Successful creatives are "'open to experience,' highly sensitive, often introverted, resilient and vulnerable."
Is this description of creative potential also a description of intelligence?
Recounting his life story, cognitive psychologist Scott Barry Kaufman talked to IdeaFestival attendees on Friday about how traditional measurements of intelligence are now changing to account for what he referred to as "activators of potential," the so-called soft skills.
That accounting is happening in no small part to his work.
Kaufman's life long goal has been to "redefine intelligence" away from a relatively narrow confines of the traditional IQ test so that fewer children are consigned, as he was through the 9th grade, to special education, and more are helped to fulfill their talents. IQ tests, he pointed out, are great at measuring quick thinking, but not deep or reflective thinking, or mistake tolerance.

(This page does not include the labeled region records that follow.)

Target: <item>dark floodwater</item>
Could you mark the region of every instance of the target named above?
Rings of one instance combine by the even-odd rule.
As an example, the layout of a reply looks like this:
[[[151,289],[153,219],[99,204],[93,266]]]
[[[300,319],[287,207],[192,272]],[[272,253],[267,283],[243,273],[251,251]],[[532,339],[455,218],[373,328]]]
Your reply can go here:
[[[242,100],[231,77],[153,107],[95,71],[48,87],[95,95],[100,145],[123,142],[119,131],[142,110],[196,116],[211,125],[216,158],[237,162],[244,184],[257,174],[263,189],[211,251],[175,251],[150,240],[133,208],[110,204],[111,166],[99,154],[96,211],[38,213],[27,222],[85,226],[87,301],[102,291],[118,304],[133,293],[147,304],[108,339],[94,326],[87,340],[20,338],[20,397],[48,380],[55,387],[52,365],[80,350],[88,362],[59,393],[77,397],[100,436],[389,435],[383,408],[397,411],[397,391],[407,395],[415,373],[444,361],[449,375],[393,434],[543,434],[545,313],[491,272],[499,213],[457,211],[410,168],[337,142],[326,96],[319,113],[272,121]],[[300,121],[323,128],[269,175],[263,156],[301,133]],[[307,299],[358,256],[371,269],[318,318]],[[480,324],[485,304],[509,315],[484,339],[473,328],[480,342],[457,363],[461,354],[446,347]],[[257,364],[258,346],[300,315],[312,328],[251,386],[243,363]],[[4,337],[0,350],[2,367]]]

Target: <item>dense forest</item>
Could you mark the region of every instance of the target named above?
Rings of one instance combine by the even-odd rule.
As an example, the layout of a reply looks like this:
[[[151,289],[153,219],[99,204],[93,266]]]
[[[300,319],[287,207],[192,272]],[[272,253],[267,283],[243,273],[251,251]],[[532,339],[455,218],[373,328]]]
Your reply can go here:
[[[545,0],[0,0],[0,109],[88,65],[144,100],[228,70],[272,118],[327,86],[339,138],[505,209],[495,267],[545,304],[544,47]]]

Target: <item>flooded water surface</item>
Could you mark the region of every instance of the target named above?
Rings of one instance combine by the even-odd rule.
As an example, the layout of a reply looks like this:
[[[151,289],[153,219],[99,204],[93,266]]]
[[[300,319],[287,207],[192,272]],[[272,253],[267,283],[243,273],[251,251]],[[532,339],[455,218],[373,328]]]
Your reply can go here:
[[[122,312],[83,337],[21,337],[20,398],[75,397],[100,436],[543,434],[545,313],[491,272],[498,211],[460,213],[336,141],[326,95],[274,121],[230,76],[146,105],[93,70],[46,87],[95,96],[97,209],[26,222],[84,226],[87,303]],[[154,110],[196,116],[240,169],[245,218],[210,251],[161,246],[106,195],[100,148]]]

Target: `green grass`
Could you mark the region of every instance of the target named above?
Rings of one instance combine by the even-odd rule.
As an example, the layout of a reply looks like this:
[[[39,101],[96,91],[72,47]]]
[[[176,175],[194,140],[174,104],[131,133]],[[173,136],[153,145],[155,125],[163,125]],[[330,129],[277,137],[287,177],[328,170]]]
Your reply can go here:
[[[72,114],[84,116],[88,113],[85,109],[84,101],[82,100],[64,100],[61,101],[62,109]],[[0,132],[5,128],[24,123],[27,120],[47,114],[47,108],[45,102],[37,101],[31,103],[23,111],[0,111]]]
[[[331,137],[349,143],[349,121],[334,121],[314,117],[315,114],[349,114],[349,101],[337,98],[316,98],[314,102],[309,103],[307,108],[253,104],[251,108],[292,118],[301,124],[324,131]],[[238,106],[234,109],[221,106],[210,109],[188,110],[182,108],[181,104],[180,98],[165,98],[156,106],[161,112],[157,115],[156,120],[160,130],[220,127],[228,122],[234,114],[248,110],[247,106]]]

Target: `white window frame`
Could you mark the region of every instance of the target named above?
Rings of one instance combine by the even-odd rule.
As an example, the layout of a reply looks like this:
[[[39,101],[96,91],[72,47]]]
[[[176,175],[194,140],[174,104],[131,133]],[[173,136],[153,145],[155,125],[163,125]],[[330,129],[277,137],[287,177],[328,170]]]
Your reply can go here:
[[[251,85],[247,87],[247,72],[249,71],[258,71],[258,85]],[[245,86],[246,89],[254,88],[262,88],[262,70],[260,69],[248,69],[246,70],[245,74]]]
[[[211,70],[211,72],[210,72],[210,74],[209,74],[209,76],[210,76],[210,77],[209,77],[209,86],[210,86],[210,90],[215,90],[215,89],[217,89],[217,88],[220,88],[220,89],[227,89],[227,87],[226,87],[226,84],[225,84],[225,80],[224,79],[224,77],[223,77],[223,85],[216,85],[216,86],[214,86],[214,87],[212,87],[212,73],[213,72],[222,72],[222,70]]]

An ability "to fall in love," he said, "with a future image of themselves" is after all hard to do when that self is being treated as "ungifted," as he was.
That is also the title of Kaufman's book.
A quick story: in the presentation just prior to Kaufman's talk, the artist Titus Kaphar explained his revelation in his early twenties that "if he could make it visual, he could learn anything." That understanding of who he was has since been the key to his success as his haunting mixed media and paintings - and the acclaim they have won - can attest. What the IdeaFestival audience didn't see, sadly, was the huge hug exchanged between Kaufman and Kaphar backstage at the IdeaFestival after Kaphar came off stage.
As it turns out, the two have known each other for many years. And they met once more through sheer coincidence. Because of a last minute cancellation of one of the scheduled speakers, Kaufman was contacted relatively late in the process to speak during the Friday lunch hour at IdeaFestival 2015.
Not every success is planned.
As a cognitive scientist, Kaufman has founded the Imagination Institute to expand our ideas about intelligence to included the stage-setting abilities that so often precede insight. This dual-process theory of human potential is one that includes passion, inspiration, resilience, grit, grace and an ability to adapt among the qualities needed for any individual to flourish. They account, as well, for an ability to freely imagine while being simultaneously able to pick out and focus on important connections revealed by expansive thought. And in an age when innovative success depends less on what you know than what you do with what you know, that work, it strikes me, is needed more than ever.